Today would be my Dad's birthday if he were still with us. I am doing good today. Better than I thought I might be with Miss Jorja being here. I still wanted to share some thoughts with my Dad.
Happy Birthday. I can't ever think of your birthday without thinking about the year that I called you and sang you "Happy 50th Birthday" and you were only 49. You know you loved that call!
This year you missed a few things. Your grandchild was born. She is so adorable. Mom says she arches her eyebrow like you always did and it makes her think of you when she does that. My mother-in-law says Jorja favors you and grandpa. I wish you could have been here to meet her. I wish you could hold her and pester her like you always did me. Even though you may not have been too fond of the "grandpa" idea, I think you would have melted when you met her. She has a way of making the men in her life melt.

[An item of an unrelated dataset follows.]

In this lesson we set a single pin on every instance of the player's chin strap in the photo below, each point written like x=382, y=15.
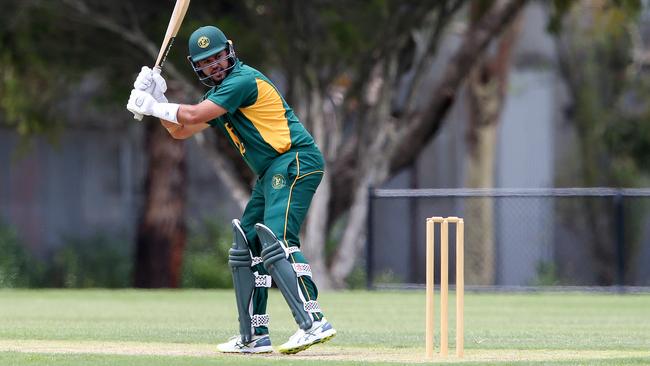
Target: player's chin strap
x=285, y=275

Even though you aren't here, she will still learn about you and how important you were/are to her mommy. She will hear the fun stories (us running out of gas on the way home from Palm Springs on the motorcycle), the sweet stories (always shopping with me, wearing a tux for my wedding without a word of complaint), the neat stories and the other little things that made you, you. She will grow up riding in the 50 just like I did. She will grow up being picked on by her daddy the way you always picked on me. In good fun of course.
Mostly dad, I wish you were here to talk to. It is so hard to talk to grandpa on the phone because he can't hear me. I don't think our communication is as good without our middle man to translate anymore. I do send him letters and pictures to keep him in the loop the best I can. He has fully embraced "Great Grandpa" status and is very proud of it! I am so glad.
I love you dad and cherish the time we had.